Как о некоем не то божественном, не то сатанинском чуде Терентий с лукавой притайкой рассказал, будто глухой полночью догнала его в степи остромордая, как борзая, машина, с ходу остановилась, откинулась дверка, и он сам не помнит, как очутился в машине на заднем сиденье рядом с молодой женщиной в темных очках, с ребенком на руках. И у водителя очки, схожие с глазами филина. Диковинная машина летела, лишь изредка нащупывая колесами дорогу, будто норовя удостовериться, не оторвалась ли она от земли. Захотело дитё по серьезной нужде, а водитель и не думает останавливаться, гасить скорость. Кнопку нажал, и тут же пеленочка-автомат сама подтерла, подмыла дитё, в ящичек спряталась и даже одеколоном побрызгала атмосферу в машине.
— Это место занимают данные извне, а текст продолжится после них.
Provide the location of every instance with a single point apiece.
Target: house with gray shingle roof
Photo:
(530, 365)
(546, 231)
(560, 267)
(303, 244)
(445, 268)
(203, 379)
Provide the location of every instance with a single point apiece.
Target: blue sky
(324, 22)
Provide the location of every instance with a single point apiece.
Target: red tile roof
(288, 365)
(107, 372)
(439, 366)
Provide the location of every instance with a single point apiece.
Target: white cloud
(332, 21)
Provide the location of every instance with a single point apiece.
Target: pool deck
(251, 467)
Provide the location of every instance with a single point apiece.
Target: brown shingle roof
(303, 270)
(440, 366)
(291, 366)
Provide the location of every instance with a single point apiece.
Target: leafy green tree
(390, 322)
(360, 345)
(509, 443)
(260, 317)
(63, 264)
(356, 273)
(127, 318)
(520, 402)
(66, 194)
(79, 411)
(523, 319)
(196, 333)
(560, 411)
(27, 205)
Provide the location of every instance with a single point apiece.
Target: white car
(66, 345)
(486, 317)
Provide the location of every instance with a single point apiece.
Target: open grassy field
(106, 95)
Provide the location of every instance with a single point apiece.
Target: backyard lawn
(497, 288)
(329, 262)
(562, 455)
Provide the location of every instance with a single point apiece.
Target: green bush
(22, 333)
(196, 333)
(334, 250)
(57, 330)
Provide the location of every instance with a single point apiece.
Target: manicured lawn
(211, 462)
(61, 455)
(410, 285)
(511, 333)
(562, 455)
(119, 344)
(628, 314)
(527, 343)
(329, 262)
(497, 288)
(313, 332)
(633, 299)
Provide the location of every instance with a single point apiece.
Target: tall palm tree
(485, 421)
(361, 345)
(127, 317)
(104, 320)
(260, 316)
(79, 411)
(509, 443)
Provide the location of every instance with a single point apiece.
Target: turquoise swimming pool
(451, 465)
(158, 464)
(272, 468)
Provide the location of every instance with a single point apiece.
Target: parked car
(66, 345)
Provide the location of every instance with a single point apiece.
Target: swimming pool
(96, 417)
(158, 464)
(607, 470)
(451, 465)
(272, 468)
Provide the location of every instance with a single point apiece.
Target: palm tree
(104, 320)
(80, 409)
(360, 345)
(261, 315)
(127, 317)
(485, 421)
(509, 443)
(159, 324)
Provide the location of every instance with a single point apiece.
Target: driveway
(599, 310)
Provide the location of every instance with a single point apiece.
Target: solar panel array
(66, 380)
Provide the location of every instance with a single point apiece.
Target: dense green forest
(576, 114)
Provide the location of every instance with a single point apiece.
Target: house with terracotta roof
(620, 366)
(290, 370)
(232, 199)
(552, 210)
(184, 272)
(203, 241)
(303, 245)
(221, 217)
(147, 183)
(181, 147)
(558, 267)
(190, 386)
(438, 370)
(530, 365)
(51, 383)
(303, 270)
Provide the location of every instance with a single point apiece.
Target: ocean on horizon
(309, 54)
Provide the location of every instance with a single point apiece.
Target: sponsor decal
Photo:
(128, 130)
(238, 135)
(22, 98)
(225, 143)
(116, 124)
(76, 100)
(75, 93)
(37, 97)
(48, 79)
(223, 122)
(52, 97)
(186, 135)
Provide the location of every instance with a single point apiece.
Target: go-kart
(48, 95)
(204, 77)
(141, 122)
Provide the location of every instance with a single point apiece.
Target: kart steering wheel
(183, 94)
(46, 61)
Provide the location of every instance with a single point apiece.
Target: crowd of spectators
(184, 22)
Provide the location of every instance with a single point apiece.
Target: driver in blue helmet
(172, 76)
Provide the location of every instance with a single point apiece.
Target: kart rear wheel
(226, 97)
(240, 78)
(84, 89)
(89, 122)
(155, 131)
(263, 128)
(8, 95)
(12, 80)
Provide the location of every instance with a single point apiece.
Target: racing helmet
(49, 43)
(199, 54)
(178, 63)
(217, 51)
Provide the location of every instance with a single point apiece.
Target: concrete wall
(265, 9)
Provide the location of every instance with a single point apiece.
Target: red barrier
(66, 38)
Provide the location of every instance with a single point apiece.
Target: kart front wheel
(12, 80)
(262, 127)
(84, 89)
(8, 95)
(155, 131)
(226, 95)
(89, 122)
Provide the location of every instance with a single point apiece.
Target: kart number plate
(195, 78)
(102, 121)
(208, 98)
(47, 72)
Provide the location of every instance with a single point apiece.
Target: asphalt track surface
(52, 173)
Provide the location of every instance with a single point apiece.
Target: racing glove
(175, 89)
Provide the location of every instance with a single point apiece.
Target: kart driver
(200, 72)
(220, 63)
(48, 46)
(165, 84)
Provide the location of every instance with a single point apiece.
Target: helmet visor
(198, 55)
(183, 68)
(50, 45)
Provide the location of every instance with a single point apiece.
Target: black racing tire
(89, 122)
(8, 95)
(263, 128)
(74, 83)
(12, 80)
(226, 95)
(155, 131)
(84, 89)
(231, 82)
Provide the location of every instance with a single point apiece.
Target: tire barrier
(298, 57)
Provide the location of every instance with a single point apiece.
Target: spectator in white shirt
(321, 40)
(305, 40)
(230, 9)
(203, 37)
Несколько оторопелый смешок не смутил Терентия.

Филипп загорюнился насчет своей отсталости:

— А мы-то как? Под кустом, и сколько дум передумаешь, кузнечиков наслушаешься. А то вот, бывало, копнишь, воткнешь вилы средь луга, шумишь: «Бабы! Я спрятался!» — а сам за вилами угнездишься. Теперь, значит, машины… Ох, умные люди пошли!

Токин побуждал Мефодия разогнать метким словом стариковский парламент, привязать внимание глобального деда к совхозу.

Мефодий двинул локтем в бок Токина: не торопись, Федя. За притчами стариков скрыты корни — переплелась их доля-судьба: вместе тесно, а врозь скучно… на краю могилы шебутятся.

Дорог и страшноват был Толмачев для него. Шутка ли, ворочать такими делами. Пока старик не ушел на пенсию, нужно выпросить… ну хотя бы водопровод провел к степным пастбищам.

С эгоизмом и самоуверенностью занятого своим совхозом человека Мефодий считал, что Андриян, поскольку находится на его земле, должен думать лишь о делах совхоза. Самые же обыкновенные человеческие побуждения — отдохнуть после недуга, послушать вольные байки людей, среди которых прошли детство и юность, — казались Мефодию невозможными. Он злился на дедов, завладевших временем государственного человека, и, сдерживая раздражение, с ястребиной зоркостью сторожил минуты, когда можно спугнуть их, как воробьев с вороха зерна. И удивить, заразить Андрияна своими планами механизации ферм, распашки околоречных низин под овощи… для завода. На него он имеет прав больше, чем брат и сестра, не понимающие, что за личность этот Андриян и как надо ценить его.